ZFS Snapshots Send/Recv & Compression

Notice: Page may contain affiliate links for which we may earn a small commission through services like Amazon Affiliates or Skimlinks.

T_Minus

Build. Break. Fix. Repeat
Feb 15, 2015
7,641
2,058
113
Those of you who use ZFS Send/Receive what's the most efficient compression you've done on the snaps before you send them?

Just bzip and go or worth actually testing different options here?

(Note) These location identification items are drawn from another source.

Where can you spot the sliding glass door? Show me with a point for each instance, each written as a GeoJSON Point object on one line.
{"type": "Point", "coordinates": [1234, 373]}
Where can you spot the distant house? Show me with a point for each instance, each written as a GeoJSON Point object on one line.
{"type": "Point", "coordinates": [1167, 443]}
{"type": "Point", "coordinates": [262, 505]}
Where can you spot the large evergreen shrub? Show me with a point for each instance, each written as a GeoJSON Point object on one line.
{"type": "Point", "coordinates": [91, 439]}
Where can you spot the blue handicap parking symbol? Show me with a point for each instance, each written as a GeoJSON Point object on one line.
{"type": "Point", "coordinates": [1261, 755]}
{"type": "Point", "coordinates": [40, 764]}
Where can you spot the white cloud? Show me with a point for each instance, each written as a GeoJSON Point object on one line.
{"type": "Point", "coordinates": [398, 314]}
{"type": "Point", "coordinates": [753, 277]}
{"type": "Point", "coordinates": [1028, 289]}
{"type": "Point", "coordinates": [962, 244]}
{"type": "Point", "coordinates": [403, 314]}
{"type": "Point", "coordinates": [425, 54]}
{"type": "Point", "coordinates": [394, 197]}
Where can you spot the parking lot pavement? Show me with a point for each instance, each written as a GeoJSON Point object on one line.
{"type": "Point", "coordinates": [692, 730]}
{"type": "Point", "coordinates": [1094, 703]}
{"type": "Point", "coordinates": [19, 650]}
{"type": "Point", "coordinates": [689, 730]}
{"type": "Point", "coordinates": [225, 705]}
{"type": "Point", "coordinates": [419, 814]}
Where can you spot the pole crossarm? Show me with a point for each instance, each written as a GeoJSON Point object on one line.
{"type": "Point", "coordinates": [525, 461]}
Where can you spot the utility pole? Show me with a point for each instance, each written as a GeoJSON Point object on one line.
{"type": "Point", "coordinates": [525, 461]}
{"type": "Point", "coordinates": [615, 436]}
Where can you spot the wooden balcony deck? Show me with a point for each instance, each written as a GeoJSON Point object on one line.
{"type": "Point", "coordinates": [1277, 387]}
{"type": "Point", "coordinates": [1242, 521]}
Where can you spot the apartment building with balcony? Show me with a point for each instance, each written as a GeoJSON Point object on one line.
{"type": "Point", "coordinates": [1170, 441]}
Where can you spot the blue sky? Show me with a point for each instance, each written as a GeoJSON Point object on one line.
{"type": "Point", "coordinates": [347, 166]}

Is this still effective on a zfs dataset utilizing lz4 or other compression already?
 

T_Minus

Build. Break. Fix. Repeat
Feb 15, 2015
7,641
2,058
113
Oracle Docs

If you need to store many copies, consider compressing a ZFS snapshot stream representation with the gzip command. For example:

# zfs send pool/fs@snap | gzip > backupfile.gz
 

Monoman

Active Member
Oct 16, 2013
410
160
43
nice! I will be doing the same tests myself. Once zfsend makes it into the GUI.
 

T_Minus

Build. Break. Fix. Repeat
Feb 15, 2015
7,641
2,058
113
@niekbergboer thanks I'll look into that!

@Monoman it's literally 2 lines of code, one for the snap one for the send with piped ssh/receive for the other machine. If you're just sending it to another pool on the same system just output the file (gz, bz, etc) to the other pool location like the example above after creating the snap. Obviously if you want to do more complex things or transfer multiple zfs fs it's gonna take a few more rows or pipes.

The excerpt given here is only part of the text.